在设定范围内计算指数极限的脚本 [英] Script for working out exponential limit within a set range

问题描述

在B列上方的图像中，A1的倍数，C列为C = C + B(向下移动各行)

In the image above column B is multiples of A1 and column C is C = C + B (working down the rows)

我得出结论，为了使C在20行中为50，A1必须为0.2631579，但我希望能够将其简化为一个将返回列表的函数:list = exp(50，20)

I worked out that in order for C for be 50 in 20 rows A1 has to be 0.2631579 but I'd like to be able to simplify that to a function that will return a list: list = exp(50, 20).

我不确定此类脚本的术语，因此事前研究并没有带来任何遗憾.

I'm not sure about the terminology of such a script so researching beforehand didn't really bring anything up sorry.

推荐答案

根据您的问题陈述，我们知道:

Well based on your problem statement, we know that:

B _n =(n-1)× a ;和 C _n =(n-1)times; n× a/2 (其中 a 是 A ₁ ).

B_n=(n-1)×a; and C_n=(n-1)×n×a/2 (here a is the value for A₁).

所以我们只需要为 C ₂₀ = 50 求解 a .或更纯正的: C _n = m .这很简单:a = 2×m/(n×(n-1)).

So we only have to solve a for C₂₀=50. Or more genic: C_n=m. This is simply: a = 2×m/(n×(n-1)).

所以功能很简单:

def find_threshold(m,n):
    return 2.0*m/(n*(n-1))

对于您的示例输入，下限是:

For your sample input, the lower bound is:

>>> find_threshold(50,20)
0.2631578947368421

如果将此值插入 Excel 工作表中，则将获得50(尽管可能会有小的四舍五入误差).假设我们假设对数字的计算是在恒定时间内完成的，那么此脚本也可以在恒定时间内运行( O(1))，因此它的运行速度非常快(即使行数等巨大).

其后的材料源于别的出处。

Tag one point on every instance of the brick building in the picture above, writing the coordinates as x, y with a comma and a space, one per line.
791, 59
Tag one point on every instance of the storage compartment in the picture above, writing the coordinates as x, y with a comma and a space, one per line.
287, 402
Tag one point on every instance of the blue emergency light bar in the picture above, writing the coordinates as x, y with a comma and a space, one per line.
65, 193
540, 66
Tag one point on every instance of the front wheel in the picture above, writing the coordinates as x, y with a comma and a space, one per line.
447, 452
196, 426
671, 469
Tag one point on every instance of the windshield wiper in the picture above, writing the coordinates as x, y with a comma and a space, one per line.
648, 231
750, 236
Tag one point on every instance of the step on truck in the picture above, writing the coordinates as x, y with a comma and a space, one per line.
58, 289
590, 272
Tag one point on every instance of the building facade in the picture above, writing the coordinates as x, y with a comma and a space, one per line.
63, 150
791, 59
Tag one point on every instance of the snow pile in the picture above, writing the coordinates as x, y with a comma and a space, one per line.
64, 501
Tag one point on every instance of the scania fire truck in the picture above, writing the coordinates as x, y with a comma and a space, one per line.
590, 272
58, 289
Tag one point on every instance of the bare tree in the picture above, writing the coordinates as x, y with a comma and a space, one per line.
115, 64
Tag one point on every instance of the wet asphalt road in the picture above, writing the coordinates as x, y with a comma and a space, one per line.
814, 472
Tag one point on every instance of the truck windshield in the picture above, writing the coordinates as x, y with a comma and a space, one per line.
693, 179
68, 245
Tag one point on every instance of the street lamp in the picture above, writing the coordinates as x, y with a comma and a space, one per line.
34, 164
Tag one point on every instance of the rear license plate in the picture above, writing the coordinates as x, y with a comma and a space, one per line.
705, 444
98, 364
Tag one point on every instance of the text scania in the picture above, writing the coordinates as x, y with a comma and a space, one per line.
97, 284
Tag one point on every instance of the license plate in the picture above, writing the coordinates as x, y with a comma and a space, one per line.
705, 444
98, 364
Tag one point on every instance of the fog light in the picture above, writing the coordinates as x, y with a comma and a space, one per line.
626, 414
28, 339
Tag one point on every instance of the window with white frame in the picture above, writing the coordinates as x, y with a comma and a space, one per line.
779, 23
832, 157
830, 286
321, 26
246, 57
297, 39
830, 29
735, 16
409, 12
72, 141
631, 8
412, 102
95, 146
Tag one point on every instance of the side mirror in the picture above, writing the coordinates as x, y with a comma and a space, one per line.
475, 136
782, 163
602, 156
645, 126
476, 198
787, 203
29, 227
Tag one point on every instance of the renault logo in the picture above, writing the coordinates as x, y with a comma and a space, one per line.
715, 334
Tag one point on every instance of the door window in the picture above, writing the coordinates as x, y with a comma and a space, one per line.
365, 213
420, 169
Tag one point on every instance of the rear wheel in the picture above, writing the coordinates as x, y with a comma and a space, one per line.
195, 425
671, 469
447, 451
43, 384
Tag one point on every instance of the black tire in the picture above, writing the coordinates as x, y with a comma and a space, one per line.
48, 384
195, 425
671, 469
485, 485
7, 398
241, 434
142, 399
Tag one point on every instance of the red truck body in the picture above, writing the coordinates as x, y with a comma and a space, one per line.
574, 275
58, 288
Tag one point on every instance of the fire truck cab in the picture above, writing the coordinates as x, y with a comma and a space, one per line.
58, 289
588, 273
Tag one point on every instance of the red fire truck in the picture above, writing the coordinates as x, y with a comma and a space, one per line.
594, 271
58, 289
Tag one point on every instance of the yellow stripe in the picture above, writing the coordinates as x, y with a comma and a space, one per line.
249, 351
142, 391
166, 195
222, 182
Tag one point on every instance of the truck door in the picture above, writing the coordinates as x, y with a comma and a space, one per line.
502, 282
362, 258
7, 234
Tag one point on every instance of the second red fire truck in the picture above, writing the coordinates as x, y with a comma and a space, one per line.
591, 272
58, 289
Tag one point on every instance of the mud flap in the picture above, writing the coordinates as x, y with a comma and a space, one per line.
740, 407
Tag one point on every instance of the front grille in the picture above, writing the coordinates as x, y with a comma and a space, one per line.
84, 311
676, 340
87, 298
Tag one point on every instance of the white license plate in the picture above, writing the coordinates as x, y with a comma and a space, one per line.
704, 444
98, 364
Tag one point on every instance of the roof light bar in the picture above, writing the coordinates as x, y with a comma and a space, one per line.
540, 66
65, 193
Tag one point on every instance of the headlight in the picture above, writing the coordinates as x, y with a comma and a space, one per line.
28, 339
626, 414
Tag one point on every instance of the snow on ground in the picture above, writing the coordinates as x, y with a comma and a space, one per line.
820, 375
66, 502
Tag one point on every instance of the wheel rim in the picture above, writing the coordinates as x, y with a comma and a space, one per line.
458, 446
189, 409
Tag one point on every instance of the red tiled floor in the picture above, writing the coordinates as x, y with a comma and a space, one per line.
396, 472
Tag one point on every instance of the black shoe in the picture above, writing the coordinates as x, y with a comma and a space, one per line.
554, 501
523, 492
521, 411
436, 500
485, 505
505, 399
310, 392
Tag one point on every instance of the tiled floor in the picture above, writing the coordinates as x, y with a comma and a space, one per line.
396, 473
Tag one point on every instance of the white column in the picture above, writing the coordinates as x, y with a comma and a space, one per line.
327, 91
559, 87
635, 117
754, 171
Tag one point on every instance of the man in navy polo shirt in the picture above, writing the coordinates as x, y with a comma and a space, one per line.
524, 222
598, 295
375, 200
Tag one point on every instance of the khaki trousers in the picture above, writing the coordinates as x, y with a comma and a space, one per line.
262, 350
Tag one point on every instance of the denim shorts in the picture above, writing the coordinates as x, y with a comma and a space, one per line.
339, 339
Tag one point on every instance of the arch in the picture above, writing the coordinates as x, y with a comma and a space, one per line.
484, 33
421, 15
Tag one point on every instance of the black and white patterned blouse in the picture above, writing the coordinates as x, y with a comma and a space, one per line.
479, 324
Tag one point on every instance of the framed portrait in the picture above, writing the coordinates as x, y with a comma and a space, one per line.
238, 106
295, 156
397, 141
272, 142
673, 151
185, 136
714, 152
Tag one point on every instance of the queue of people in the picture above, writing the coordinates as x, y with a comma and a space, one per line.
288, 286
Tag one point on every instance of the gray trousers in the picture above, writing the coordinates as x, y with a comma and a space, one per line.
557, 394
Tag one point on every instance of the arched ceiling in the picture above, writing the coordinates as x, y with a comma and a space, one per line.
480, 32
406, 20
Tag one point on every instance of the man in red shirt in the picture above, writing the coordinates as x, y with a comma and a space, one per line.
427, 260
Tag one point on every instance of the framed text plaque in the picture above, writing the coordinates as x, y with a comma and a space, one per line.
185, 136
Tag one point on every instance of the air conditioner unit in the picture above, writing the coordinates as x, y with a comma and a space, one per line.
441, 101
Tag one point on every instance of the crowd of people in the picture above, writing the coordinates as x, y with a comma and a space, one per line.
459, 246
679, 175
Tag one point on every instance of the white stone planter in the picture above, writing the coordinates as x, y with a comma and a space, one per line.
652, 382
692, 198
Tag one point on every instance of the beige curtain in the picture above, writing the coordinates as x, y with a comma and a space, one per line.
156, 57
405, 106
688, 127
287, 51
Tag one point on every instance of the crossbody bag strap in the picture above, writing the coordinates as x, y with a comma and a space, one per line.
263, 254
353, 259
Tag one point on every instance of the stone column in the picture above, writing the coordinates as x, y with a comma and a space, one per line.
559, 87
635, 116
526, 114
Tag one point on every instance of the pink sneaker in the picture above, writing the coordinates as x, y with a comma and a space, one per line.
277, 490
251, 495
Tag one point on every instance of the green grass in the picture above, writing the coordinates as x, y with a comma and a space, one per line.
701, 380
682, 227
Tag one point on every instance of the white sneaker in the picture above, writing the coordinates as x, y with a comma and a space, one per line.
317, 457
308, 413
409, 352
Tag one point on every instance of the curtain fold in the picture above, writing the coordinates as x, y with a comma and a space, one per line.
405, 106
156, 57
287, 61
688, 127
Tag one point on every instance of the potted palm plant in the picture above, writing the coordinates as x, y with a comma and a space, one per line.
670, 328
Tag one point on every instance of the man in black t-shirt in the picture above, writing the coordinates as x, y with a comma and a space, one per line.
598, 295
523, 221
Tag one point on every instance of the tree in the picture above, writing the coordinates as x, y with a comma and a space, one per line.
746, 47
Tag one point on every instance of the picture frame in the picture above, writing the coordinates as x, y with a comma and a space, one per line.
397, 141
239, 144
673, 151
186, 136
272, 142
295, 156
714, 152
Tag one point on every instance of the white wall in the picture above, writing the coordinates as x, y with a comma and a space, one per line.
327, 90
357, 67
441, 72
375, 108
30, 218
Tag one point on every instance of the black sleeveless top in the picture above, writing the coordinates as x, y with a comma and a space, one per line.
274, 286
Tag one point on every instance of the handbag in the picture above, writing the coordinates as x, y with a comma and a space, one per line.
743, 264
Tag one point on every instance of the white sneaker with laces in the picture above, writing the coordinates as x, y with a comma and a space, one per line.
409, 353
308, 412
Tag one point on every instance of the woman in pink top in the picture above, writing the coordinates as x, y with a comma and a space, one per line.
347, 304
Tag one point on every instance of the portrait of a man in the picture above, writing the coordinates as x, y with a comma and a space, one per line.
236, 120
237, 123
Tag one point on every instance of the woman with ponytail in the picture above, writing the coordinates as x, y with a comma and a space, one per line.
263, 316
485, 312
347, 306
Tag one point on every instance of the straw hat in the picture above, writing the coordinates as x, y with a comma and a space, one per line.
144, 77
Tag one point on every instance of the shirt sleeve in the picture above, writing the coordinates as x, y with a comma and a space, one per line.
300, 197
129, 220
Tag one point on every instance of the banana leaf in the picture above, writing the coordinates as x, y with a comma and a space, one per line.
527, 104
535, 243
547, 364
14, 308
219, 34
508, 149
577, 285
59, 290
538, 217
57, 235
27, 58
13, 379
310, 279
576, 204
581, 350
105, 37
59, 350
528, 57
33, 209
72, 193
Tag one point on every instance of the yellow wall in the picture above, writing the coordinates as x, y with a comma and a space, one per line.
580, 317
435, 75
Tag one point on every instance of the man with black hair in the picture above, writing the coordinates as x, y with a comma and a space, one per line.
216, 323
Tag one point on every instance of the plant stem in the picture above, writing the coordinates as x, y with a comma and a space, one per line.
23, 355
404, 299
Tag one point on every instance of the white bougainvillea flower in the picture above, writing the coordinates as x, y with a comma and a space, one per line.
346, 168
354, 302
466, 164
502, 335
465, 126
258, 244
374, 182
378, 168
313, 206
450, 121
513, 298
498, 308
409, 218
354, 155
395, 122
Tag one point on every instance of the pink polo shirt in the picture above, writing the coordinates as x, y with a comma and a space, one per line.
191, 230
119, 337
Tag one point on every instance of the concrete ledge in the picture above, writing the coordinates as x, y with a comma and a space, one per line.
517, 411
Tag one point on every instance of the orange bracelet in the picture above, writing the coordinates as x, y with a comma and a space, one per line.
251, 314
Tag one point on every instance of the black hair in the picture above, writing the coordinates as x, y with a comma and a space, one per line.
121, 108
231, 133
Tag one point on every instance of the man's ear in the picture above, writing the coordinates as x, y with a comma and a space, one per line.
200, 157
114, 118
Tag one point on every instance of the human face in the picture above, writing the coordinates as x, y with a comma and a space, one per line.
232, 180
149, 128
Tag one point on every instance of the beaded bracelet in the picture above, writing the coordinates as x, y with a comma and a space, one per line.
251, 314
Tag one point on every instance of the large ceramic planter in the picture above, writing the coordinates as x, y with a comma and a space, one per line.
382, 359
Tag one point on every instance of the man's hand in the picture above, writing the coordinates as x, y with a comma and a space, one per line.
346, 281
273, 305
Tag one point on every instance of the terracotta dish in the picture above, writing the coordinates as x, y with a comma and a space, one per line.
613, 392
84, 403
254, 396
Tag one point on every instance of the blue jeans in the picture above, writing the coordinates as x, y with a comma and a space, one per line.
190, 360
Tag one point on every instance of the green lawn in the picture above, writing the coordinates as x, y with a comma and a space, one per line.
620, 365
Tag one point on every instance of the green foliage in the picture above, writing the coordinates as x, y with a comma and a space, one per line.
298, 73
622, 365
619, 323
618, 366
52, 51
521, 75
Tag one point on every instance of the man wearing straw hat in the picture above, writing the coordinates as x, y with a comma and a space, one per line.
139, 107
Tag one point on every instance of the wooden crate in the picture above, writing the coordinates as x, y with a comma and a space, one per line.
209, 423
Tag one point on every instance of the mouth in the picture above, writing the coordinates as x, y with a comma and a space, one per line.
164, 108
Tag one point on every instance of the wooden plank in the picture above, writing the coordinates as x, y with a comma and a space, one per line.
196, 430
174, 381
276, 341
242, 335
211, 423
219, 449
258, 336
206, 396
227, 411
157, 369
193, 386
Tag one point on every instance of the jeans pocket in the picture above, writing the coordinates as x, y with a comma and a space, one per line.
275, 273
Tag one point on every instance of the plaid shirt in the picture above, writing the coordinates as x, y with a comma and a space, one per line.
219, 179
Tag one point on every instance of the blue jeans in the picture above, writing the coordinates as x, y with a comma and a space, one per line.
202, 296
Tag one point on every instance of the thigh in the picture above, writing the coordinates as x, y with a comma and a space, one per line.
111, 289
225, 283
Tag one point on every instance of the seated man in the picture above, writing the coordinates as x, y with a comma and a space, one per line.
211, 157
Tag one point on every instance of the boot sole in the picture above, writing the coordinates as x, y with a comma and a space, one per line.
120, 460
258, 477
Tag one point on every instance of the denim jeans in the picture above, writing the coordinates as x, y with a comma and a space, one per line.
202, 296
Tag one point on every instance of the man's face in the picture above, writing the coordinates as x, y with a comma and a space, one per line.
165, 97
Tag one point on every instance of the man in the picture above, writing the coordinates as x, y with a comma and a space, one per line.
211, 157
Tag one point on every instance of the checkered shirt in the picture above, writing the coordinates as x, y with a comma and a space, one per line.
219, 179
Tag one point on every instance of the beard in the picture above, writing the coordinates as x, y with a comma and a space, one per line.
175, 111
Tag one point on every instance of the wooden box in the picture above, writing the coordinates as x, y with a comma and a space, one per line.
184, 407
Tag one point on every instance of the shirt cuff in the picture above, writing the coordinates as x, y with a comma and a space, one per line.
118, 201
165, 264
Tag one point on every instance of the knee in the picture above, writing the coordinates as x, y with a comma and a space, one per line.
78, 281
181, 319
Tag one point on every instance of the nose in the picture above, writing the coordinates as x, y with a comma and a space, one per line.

If you plug in this value in the Excel sheet, you will obtain 50 (although there can be small rounding errors). Given we assume calculations on the numbers are done in constant time, this script works in constant time as well (O(1)) so it is quite fast (even if the row number, etc. would be huge).

这篇关于在设定范围内计算指数极限的脚本的文章就介绍到这了，希望我们推荐的答案对大家有所帮助，也希望大家多多支持IT屋！